If you drew a straight linear regression through these points,

most points would be really far away from the line.

Meaning that there is a lot of prediction error.

The best fitting line is not straight,

rather it is one that curves to capture the non-linear nature of the association.

Here's an example, of a less extreme curvilinear association

between urban rate and female employment rate with a linear regression line.

Returning to the SAAS code for the gap minder data said,

the code to produce this scatterplot is here.

We used the SG plot procedure to create a scatterplot for our x variable,

urbanrate and our y variable, femaleemployment rate.

After the slash, we add some options for

the regression line using the line ATTRS option.

Which stands for line attributes.

Specifically, we set the line attributes, L-I-N-E-A-T-T-R-S equal to,

and then in parentheses, color=blue and thickness equals=2.

These options ask for a blue regression line

that is a little bit thicker than the default of thickness=1.

Outside the parentheses, we add the option clm, which asks SAAS to print the 95%

confidence interval for the regression line followed by a semicolon.

Then we label our axis and type run to run the code.

You can see that it looks like family employment rate decreases as urbanization

rate increases.

But that around urban rates of 80 or

higher, it looks like female employment rate appears to increase.

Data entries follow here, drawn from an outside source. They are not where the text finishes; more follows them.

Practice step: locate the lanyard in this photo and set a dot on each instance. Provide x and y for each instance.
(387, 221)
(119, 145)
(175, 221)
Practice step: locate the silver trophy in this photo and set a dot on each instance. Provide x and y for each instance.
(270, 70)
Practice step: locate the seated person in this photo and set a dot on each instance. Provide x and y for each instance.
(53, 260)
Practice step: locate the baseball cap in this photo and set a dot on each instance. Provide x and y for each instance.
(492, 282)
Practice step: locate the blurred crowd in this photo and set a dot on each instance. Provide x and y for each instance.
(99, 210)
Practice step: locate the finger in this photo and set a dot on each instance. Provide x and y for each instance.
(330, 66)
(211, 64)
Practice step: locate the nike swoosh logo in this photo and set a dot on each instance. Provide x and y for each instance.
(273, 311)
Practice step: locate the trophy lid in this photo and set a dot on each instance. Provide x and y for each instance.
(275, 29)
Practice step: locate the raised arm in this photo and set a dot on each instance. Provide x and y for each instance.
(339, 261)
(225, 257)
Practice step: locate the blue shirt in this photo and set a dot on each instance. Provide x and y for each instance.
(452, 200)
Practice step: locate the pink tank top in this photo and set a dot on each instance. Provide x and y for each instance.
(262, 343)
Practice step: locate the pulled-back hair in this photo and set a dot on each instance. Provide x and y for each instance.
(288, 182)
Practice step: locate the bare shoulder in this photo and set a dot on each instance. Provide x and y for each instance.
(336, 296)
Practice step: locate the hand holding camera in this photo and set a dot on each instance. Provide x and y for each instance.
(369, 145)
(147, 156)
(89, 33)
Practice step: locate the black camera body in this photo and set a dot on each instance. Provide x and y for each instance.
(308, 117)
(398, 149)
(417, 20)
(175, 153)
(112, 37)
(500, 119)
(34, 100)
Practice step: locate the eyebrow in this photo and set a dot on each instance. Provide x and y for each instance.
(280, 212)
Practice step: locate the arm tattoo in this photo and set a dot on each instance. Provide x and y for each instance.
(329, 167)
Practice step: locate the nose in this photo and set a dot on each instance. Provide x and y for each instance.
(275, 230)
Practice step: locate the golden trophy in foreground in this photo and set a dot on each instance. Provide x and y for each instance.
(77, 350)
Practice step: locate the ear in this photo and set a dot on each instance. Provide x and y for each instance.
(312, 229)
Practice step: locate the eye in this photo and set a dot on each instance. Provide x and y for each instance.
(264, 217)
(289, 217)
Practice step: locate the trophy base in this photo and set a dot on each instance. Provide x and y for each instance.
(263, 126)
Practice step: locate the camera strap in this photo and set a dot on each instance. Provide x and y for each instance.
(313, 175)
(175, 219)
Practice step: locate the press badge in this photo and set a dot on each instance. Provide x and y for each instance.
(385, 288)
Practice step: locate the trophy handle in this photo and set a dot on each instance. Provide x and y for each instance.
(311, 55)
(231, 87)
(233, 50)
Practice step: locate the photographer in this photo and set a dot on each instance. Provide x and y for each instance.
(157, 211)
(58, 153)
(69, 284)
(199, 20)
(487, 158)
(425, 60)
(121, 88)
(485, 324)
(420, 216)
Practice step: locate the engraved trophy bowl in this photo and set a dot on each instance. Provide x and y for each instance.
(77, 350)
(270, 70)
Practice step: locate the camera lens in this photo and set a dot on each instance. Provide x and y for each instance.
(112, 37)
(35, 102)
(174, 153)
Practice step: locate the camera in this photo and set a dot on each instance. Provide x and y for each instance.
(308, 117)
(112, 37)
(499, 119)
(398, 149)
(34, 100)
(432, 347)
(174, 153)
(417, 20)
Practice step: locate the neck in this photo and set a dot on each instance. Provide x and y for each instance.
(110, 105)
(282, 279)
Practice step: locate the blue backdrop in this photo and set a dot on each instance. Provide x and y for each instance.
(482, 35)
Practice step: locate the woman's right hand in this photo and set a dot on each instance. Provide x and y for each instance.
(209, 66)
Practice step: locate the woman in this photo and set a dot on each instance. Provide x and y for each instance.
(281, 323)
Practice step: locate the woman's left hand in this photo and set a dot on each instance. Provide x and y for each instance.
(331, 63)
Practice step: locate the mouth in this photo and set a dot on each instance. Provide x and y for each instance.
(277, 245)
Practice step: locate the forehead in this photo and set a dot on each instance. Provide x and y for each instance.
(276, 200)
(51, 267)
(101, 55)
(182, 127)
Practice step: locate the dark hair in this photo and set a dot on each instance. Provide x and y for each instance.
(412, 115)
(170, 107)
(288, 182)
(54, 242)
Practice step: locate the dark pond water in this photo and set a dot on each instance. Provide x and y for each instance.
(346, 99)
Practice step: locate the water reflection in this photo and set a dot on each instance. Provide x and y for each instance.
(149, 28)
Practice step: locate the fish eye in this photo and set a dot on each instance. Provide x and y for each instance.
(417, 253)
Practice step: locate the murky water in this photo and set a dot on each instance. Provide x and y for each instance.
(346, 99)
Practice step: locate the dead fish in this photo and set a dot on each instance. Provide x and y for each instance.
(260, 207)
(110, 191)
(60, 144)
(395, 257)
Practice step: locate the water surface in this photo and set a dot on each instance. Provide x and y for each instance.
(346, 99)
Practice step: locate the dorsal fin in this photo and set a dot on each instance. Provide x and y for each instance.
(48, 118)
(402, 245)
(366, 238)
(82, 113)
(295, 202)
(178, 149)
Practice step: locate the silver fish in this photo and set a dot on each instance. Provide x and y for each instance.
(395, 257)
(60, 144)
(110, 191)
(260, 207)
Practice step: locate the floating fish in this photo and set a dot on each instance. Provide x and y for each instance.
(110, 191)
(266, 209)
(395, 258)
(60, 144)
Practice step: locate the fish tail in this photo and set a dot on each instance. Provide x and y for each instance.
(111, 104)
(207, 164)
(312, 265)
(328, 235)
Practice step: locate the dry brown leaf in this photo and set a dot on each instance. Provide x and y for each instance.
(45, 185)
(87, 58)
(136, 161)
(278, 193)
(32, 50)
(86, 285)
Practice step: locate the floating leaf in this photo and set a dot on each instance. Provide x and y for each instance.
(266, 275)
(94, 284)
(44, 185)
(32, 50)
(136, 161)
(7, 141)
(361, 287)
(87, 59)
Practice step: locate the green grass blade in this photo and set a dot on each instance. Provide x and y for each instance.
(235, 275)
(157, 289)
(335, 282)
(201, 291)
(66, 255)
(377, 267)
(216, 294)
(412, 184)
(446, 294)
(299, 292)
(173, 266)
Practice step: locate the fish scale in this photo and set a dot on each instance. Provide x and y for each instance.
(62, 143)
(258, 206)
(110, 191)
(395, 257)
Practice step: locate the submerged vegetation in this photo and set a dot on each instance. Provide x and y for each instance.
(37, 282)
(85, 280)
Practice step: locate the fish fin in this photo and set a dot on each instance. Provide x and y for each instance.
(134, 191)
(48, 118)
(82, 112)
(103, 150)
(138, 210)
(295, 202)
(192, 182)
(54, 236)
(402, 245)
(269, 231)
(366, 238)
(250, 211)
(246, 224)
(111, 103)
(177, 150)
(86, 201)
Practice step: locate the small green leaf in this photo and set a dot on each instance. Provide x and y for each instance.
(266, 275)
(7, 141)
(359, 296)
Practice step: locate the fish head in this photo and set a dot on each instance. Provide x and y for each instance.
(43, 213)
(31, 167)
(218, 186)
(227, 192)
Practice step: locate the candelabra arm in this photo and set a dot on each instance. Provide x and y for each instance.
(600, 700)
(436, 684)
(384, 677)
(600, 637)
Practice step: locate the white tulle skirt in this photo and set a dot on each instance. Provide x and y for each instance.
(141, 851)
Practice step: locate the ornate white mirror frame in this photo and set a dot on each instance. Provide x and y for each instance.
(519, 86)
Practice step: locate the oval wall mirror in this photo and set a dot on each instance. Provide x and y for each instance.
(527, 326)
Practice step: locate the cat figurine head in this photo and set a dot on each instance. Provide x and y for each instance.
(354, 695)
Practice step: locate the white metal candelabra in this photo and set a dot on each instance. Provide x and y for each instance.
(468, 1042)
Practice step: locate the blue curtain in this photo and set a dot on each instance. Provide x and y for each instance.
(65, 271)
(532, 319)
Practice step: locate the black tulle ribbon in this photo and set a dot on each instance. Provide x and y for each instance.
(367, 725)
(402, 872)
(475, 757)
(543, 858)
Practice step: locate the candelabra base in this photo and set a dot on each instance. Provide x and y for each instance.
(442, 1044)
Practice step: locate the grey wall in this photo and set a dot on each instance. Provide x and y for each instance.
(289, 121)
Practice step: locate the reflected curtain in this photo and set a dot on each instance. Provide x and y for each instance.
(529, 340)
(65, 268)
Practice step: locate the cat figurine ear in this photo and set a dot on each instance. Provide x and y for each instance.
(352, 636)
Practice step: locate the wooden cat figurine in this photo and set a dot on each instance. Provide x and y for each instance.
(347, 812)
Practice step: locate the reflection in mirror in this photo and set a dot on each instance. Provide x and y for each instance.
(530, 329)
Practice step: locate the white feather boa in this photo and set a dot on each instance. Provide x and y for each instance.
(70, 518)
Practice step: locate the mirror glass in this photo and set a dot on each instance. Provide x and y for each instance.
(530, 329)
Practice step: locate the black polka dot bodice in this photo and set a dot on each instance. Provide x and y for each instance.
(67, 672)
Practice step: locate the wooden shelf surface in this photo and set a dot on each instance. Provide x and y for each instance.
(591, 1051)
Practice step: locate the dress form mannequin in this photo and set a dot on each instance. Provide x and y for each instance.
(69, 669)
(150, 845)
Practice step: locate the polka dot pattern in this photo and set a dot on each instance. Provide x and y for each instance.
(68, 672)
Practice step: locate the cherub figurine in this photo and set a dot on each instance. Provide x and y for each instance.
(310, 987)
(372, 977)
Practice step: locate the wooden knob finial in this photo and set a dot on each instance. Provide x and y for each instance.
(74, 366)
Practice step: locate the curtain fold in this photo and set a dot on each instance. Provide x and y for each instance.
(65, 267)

So, it looks like kind of a U shaped association.

Just like with the anxiety and performance association, a straight linear regression

line isn't doing a good job of picking up on a curvilinear part of the association.

We can actually fit a line that curves to better this association

by adding a polynomial term.

For example, we could add a second-order polynomial, or

quadratic term, to draw a line of best fit that captures the curvature we are seeing.

To do this, we use the same sgplot procedure

code that was used to draw the scatter plot with a linear regression line.

The difference is that we’re asking for two lines to be plotted,

a straight linear regression line and a curved quadratic regression line.

In the second line of code, we ask for a linear regression line by

adding degree=1 to the options, following a slash.

Degree=1 asks for a first order polynomial, or a linear line.

In the third line of code, we asked for quadratic regression line

by adding degree=2 to the options following the slash.

Degree=2 asks for a second order polynomial or quadratic line.

Now, my scatter plot shows the original linear regression line in blue.

And the quadratic regression line in green.

You can also see that I added some line attributes to make the color

of the regression line green, and to increase its thickness to two.

Now, my scatter plot shows the original linear regression line in blue, and

the quadratic regression line in green.

Notice how the quadratic line does a better job of capturing the association at

lower and higher urbanization rates.

The points at these levels are close to the quadratic or

second order polynomial curve.

Meaning that the expected or

predicted values are closer to the actual observed values.

So, based on just looking at the two curves, it looks like the green quadratic

curve fits the data better than the blue linear regression line.

But, we can be even more sure of this conclusion if we test to see

whether adding a second order polynomial term

to our regression model gives us a significantly better fitting model.

I do this by simply adding another variable that is the squared value of my

explanatory x variable x squared to my regression model.

First, let's test a regression model for just a linear association between

urbanization rate and female employment rate using the GLM procedure.

Note that we have centered our urban rate quantitative explanatory variable,

urban_c.

Centering is especially important when you're testing a polynomial

regression model,

because it makes it considerably easier to interpret the regression coefficients.

If we look at the results, we can see from the significant P value and

negative parameter estimate that female employment rate is negatively associated

with urbanization rate.

So, the linear association, the blue line in the scatterplot,

is statistically significant.

But, the R-square is 0.09, indicating that the linear association of urban

rate is capturing only about 9% of the variability in female employment rate.

But what happens if we allow that straight line to curve by adding a second order

polynomial to that regression equation?

The SAAS code to do this is here.

As you can see, it's the same code as for the linear regression model.

With the exception that we've added another explanatory variable,

which is urbanrate_c*urbanrate_c.

This gives us the square of the urbanrate variable,

which is a second order polynomial, or quadratic term.